A retail and mixed-use properties REIT

With a price-to-earnings ratio of 5.1, SmartCentres REIT (TSX:SRU.UN) is among the most undervalued stocks in the real estate sector and, to an extent, the TSX as a whole. During the depth of its last slump, it was down 22%, but with a sector-wide uptick, the stock only boasts a discount of over 14% right now.

The yield is still quite attractive at 6.49%, and even though the REIT hasn’t grown its payouts since 2020, there is a chance it may resume this practice in a more bullish and healthy market. The payout ratio is rock solid, so you don’t have to worry about the sustainability of the dividends.

The REIT is shifting its focus from retail spaces to creating mixed-use city centres (under the banner of SmartLiving) and has 185 properties in its portfolio worth over $11.7 billion.

An industrial properties REIT

Industrial properties come in various shapes and sizes. Many people consider manufacturing facility properties as industrial, but that’s just one segment of it. Granite REIT (TSX:GRT.UN) and other industrial REITs like it have a diverse portfolio of industrial properties, including logistics and warehouse properties.

These properties have seen a rapid rise in popularity, thanks to the advent of e-commerce, which has radically changed the conventional supply chains and has made them more distributed.

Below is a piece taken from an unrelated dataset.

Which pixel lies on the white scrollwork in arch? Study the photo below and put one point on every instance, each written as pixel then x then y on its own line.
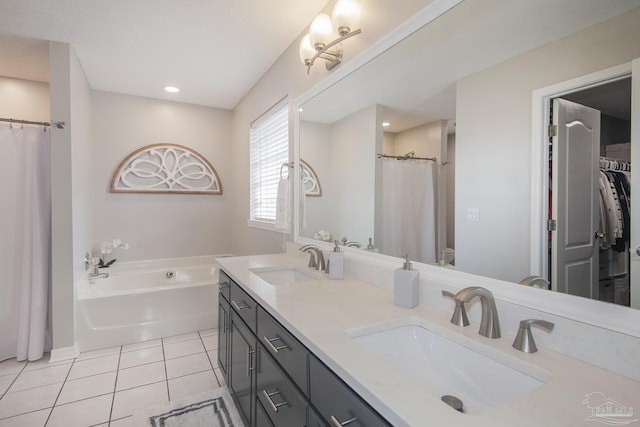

Small regional retailers can now reach national or even international customers via e-commerce platforms, and their digital presence and conveniently located warehouses allow them to place their products closer to their target market.

This positive trend is reflected in Granite stock’s growth since 2016. The stock experienced two setbacks along the way and is now recovering from the second one. But it’s still tastefully discounted (24%) and is offering a healthy 4.1% yield.

A niche REIT

Commercial real estate has many niche market segments, one of which is automotive properties. This is the property class that Toronto-based Automotive Properties REIT (TSX:APR.UN) focuses on. The REIT has already developed a portfolio of 76 properties and strategic partnerships with 32 global automotive brands. The weighted average lease term of 10.8 years indicates its long-term financial stability.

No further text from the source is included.